In regard to Introduction and Types of User Involvement
"Encouraging ..."
- Promotion of informal tests should be handled with care. First of
all, it is necessary to clearly identify the purpose of the evaluation
and under which circumstances it will be conducted, e.g., constrained
time and money resources as well as availability of possible test
participants. Then it can be decided what evaluation method suits best.
As a support for the reader, different usability methods should be
briefly introduced, so the differences become clear also in regard to
the results obtained, e.g., informal tests with one or two test
participants are really only of informative value. Limitations in
reliability of test results should also be mentioned in regard to user
tests with small test samples (see also section on Findings.).

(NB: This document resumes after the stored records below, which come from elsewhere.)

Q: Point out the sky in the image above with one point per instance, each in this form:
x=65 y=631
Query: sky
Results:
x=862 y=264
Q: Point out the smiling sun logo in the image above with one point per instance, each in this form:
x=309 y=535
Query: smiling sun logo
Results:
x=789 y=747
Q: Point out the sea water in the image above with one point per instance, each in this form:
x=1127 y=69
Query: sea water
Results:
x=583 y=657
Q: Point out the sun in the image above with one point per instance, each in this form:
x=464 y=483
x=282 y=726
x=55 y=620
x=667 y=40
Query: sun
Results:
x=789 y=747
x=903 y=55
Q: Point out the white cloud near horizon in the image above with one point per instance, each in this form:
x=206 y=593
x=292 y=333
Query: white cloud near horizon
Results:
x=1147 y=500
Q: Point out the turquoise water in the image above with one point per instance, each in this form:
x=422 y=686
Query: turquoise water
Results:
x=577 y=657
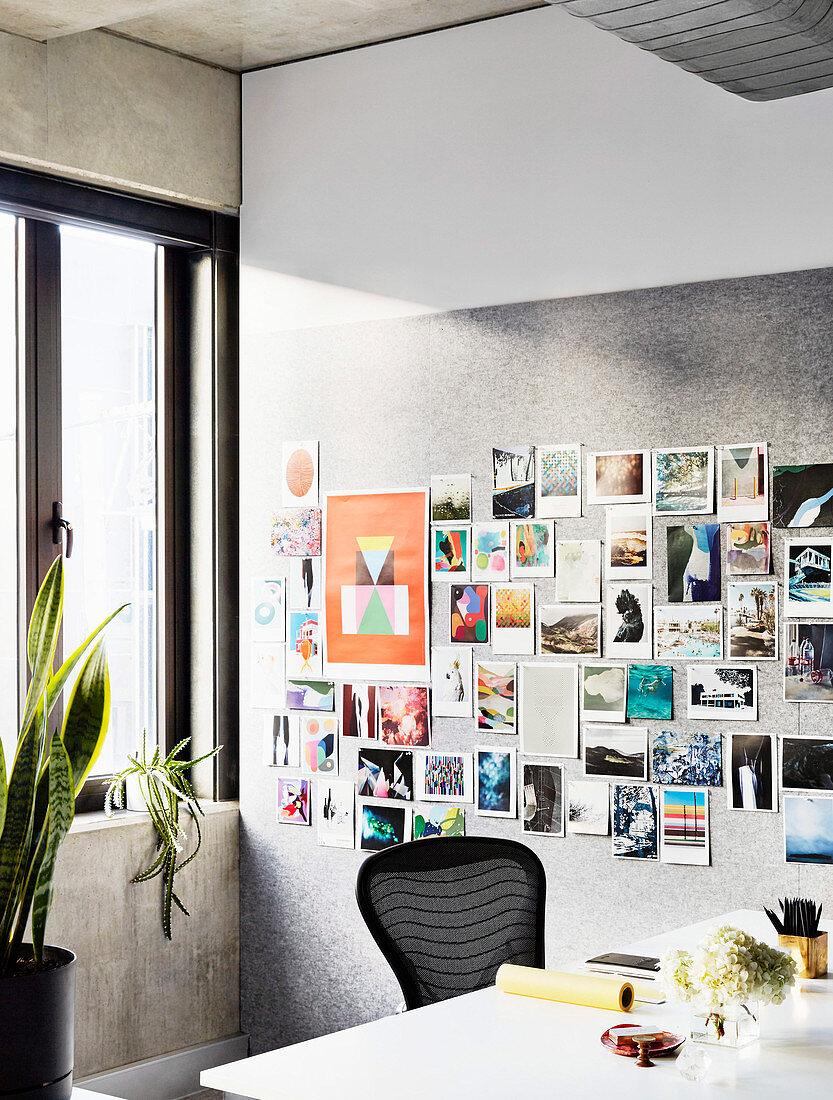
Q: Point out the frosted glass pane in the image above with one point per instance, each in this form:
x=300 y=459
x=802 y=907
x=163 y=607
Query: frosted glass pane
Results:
x=109 y=466
x=8 y=492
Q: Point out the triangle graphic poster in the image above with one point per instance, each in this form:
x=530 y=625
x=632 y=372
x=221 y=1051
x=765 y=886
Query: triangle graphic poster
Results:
x=375 y=585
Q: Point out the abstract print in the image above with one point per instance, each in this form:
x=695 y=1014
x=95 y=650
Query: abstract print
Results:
x=635 y=822
x=559 y=472
x=385 y=773
x=684 y=827
x=514 y=482
x=470 y=614
x=440 y=822
x=446 y=776
x=375 y=604
x=293 y=801
x=296 y=532
x=496 y=697
x=687 y=759
x=490 y=551
x=376 y=585
x=802 y=495
x=451 y=550
x=748 y=548
x=495 y=783
x=403 y=715
x=319 y=745
x=513 y=608
x=382 y=826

- Furthermore, a paragraph needs to be added that stresses the
importance of a test design that is well thought through. This also
refers to informal tests. The impression that informal tests with small
test samples can be carried out easily without any background knowledge
should be avoided to ensure useful outcome.

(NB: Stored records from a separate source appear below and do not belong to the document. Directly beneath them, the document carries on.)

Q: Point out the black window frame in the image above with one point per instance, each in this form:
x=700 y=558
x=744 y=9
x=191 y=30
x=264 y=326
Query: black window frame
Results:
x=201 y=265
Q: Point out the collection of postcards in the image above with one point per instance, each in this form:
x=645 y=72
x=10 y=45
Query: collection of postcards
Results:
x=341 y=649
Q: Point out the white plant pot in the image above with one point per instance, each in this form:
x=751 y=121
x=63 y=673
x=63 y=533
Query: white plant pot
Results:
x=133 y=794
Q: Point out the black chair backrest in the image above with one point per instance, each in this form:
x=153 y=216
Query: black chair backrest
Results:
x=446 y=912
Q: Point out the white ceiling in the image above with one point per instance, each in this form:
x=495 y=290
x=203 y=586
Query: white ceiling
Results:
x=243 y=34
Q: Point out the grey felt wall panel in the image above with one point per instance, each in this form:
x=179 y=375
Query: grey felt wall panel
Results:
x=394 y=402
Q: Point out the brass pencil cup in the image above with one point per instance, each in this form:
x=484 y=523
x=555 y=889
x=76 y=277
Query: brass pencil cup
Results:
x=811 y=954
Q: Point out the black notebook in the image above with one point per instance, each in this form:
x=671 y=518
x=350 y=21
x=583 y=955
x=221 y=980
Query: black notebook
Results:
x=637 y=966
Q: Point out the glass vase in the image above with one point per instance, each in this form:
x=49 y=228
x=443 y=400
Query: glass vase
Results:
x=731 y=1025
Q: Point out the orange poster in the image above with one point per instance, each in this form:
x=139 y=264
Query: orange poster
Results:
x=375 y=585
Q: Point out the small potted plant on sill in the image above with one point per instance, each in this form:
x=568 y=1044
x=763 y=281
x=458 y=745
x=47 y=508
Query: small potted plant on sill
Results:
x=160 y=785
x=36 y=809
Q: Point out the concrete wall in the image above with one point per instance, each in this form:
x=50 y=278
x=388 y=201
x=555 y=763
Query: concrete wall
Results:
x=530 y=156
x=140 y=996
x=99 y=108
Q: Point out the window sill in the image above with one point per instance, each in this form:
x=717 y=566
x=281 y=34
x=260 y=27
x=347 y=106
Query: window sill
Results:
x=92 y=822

- Part of proper test design is development of adequate and complete
test materials, referring to the design of appropriate questionnaires
(formulating the right questions, choosing the right answering mode),
collection of all data necessary and, if applicable, creation of a test
scenario with standard task etc. It also must be decided in advance how
the data gained will be evaluated (statistics, reports, excerpts of
protocols, etc.) and what criteria for measurements are applied.
Therefore, it should not be underestimated the effort for conducting
such tests, if a substantial result is expected. Finally, at least for
successful formal testing, a pilot study with users different from the
participants of the main test is recommendable for refinement of
procedures and materials of the user study.

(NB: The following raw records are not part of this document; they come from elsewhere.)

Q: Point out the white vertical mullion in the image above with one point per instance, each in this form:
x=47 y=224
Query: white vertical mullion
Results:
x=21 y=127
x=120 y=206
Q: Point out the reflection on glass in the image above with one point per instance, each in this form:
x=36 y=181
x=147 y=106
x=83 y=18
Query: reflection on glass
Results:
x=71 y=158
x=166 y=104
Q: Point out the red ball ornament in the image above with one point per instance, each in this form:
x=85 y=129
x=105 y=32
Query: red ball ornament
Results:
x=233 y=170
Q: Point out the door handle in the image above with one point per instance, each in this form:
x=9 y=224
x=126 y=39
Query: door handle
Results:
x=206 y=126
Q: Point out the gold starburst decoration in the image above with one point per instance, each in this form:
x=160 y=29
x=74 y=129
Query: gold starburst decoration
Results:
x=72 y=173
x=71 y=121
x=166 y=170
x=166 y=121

In regard to section The User Aspect
"More than screen reader users ..."
- Also in user studies, the widest audience possible should be
included
- The target user group should be particularly considered
In regard to section Understanding [Finding/Results]
"One user not representative of all: ..."
It needs to be assured that test results are of substantial use, so
generally speaking gaining reliable test results should be the goal.
However, depending on the aim of the study and the method chosen, this
might differ. The characteristics of the test participants and the size of
the test sample is tobe determined according to the premises of the user
study (test sample size is an issue yet unsolved: for usability studies a
test sample size of 10-12 seems to be a common understanding, in the field
of psychology, 30 test participants is considered the minimum. In case the
"5 users are enough"-paradigma of Nielsen is used, the drawback must be
considered.
Distinction between usability and accessibility issues: the distinction
between usability and accessibility issues is from our point of view not
feasible, because:
- there is much overlap, for instance see WCAG 2.0, GL 2.5 "Help users
avoid mistakes and make it easy to correct them" is a typical usability
issue)
- many users although not labelled "disabled" have accessibility
problems, e.g., older users who need strong contrast and enlarged font
sizes, people in "handicapping situation", accessing with mobile
devices, etc.
Clearly indicate what the report asserts:
- The way results of the user study are reported/communicated to,
e.g., the Web development department, should be determined in advance.
One possibility could be to provide a list of usability/accessibility
problems with a severity rating as applied in Heuristic evaluation
(cosmetic problem, minor problem, major problem, usability
catastrophe)